If you read nothing else, read this…
- Common fears among employers include the perceived administrative burden or exposure to corporate risk through duty-of-care requirements.
- Employers can work closely with providers to understand the risks and costs involved in providing a scheme.
- Employers have a range of options of how to provide company cars.
The Employee Benefits/Alphabet Fleet research 2015, published in July, found that 41% of employers believe that the health and safety, or duty-of-care, requirements increase an employer’s corporate risk.
But are employers’ fears justified?
1. “It is going to be an administrative headache.”
Chris Chandler, principal consultant at provider Lex Autolease, says: “Designing and implementing a successful car scheme takes considerable investment of resource, time and effort. However, a good fleet partner will provide support and expertise at every step of the process and alleviate the burden of administration once the scheme is up and running.”
Outsourcing the day-to-day running of a fleet is becoming increasingly commonplace, he says. To that end, it is about an employer working with its provider and supplier to decide what it is happy to keep and what it would rather pass on. Having an easy-to-use entry portal for employees can also be helpful.
2. “I am going to be saddled with the cost of early terminations or damage.”
This can certainly be an issue, but only if an employer does not think ahead and work with its provider to manage risk. Jon Burdekin, head of consultancy services at provider Alphabet, says: “When you look at the different barriers, for every single one there is a solution. [Employers] just need someone to discuss the best solution.”
Employers could put in place an agreement with the employee that says if a car comes back damaged, the money to cover the repairs will be taken from salary. Also, insurance or an additional premium can be built in to the scheme to cover the cost of early termination if an employee leaves the business.
3. “It will leave the organisation more exposed around health and safety.”
Consider, for a moment, the alternatives. Either an employer just lets staff drive their own cars or it gives them a cash allowance to effectively do the same. Iain Carmichael, chief commercial officer at provider Tusker, says: “There is often a perception that giving a cash allowance is much less hassle.”
But an employer’s liabilities under the Corporate Manslaughter and Corporate Homicide Act 2007 can be significant if an employee is driving for work purposes in a car deemed to be not fit for purpose and is in, or causes, an accident.
The employer remains responsible but there will have been no duty-of-care checks on the car, such as establishing its insurance status and mechanical condition, adds Carmichael.
4. “Company cars are an outdated benefit in this day and age.”

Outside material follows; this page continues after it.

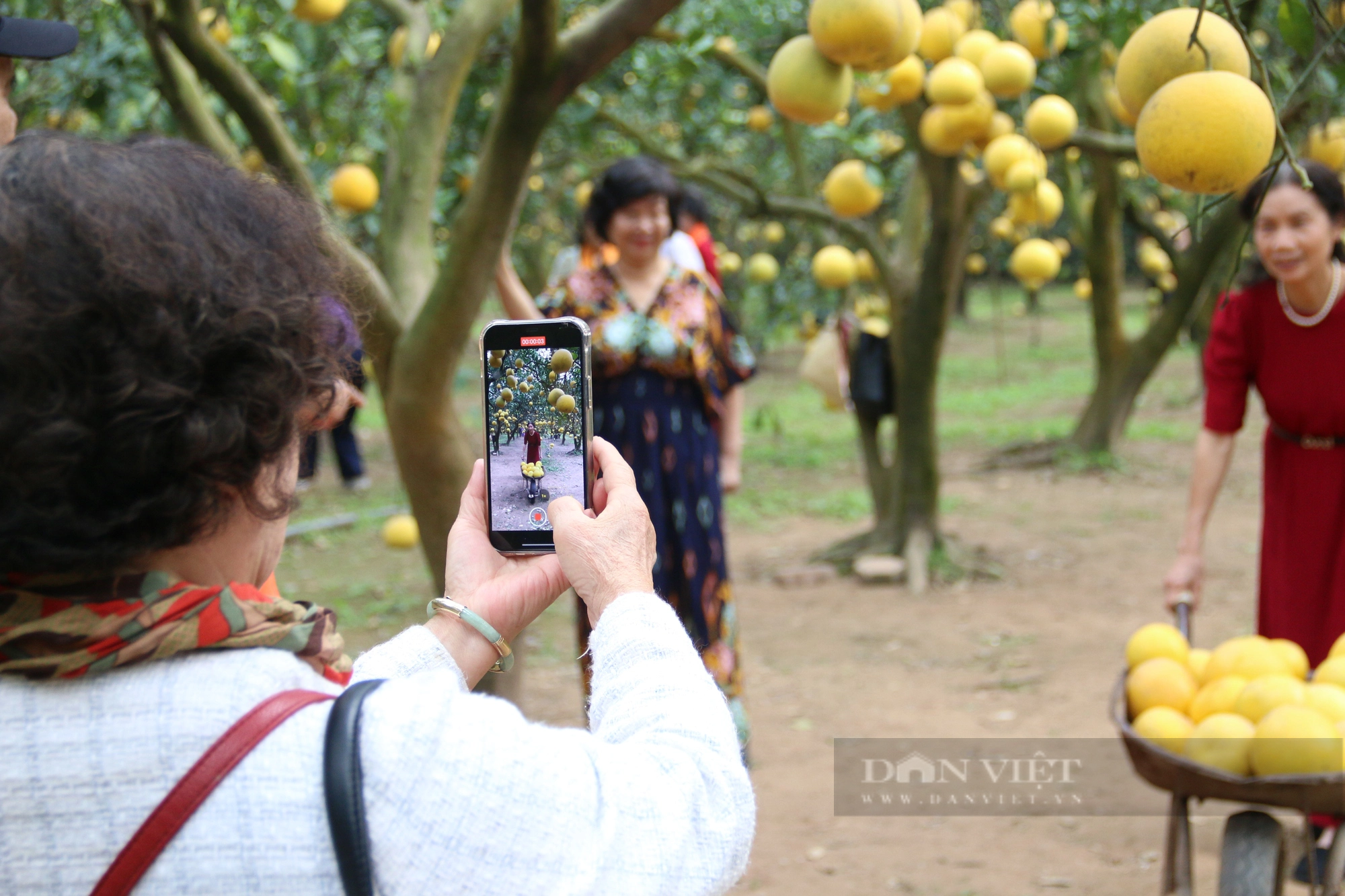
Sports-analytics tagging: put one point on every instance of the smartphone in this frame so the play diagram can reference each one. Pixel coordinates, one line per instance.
(539, 408)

The fact that benefit in kind (BIK) remains heavily skewed towards the most environmentally friendly cars means even executive perk car schemes are much more likely to be based around hybrid and lower carbon dioxide (CO2)-emitting models.
Andrew Baxter, senior business development manager at provider Hitachi Capital Car Solutions, says: “Some [employers] are not aware of the new models and products out there that manufacturers are now producing, many of which have come on in leaps and bounds. Hybrid and electric models are really pushing out BIK liability.”
Then there is the growing popularity of offering ‘whole-population’ salary-sacrifice-based schemes, as well as a recognition that employers have a range of options at their disposal.
For example, they might offer a whole-population salary-sacrifice-based scheme but give senior managers the perk of an additional cash allowance towards it.
As Baxter concludes: “Company cars are still perceived as a valuable benefit. But it’s not just about whether cash or car by itself is necessarily the right way; it is about having a blended approach.”